Find a scholarship hideout. Few chairs have had success engaging in scholarship within the denizens of their administrative offices. Try maintaining a separate office on campus or at home to ensure that you protect an equivalent of a half to a full day every week that is devoted to your academic endeavors.
Block your time. To counter the brevity, variety, and fragmentation, chairs must block time to prepare for classes, keep up with their disciplines, and have quality time for scholarly writing. Quality scholarship can't be achieved when it's squeezed between appointments in fragmented segments. When is your most productive time of the day? Are you a morning person? Or do you find energy once the sun sets in the evening? Everyone has different rhythms or times when they feel most productive. Consider even going on a writing retreat.
Schedule sessions of timeless time. Plan some setup time to put things in order and to get your head in the right frame of mind (Berg and Seeber 2016).
Push the pause button. Many academics get a rush from being busy. Don't thrive on busy. You don't want an adrenaline buzz but time to set the stage for serious scholarship. You need to decompress, unwind the clock, and start writing.
Get offline. Reduce your habit‐forming internet interruptions and constant checking in. Consider that it takes fifteen minutes to return to serious mental tasks after being interrupted.

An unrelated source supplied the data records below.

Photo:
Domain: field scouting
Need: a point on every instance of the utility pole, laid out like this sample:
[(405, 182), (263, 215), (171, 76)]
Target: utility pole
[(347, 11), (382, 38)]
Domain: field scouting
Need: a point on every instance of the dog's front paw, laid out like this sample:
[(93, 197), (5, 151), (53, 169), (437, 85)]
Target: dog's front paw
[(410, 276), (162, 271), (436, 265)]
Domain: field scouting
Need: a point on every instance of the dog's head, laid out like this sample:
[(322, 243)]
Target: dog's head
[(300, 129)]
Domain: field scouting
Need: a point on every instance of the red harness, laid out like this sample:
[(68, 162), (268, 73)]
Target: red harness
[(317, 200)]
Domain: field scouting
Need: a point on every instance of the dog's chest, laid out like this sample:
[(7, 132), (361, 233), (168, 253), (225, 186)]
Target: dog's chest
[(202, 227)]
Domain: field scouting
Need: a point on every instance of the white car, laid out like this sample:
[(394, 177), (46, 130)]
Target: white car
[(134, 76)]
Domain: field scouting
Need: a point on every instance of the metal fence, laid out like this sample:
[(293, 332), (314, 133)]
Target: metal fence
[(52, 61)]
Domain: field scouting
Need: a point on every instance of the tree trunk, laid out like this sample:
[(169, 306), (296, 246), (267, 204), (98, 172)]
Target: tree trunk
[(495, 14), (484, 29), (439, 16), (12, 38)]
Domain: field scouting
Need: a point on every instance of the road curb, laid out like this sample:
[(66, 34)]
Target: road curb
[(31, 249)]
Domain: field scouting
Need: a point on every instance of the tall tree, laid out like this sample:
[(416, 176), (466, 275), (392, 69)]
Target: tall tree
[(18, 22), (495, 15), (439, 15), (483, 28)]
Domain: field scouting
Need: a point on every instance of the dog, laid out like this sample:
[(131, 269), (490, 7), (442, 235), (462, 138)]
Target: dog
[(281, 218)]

Find flow time. You can lose as much as two hours a day from distractions. Whether they come from emails, texts, or chats, in order to concentrate on scholarship, you need flow time (Csikszentmihalyi 1990), which is achieved when you have a clear set of goals, control over your time, few distractions, and energy from channeling your skills and generating fresh and creative ideas.
Always look for new techniques and strategies to hone your scholarship and to improve your self‐management skills. Take some time to review these valuable resources: Jeff Buller's Managing Time and Stress (2018) and Maggie Berg and Barbara Seeber's The Slow Professor (2016). Remember, you are also a role model for new faculty who will look to you for sage advice on advancing their careers and scholarship. Pay it forward.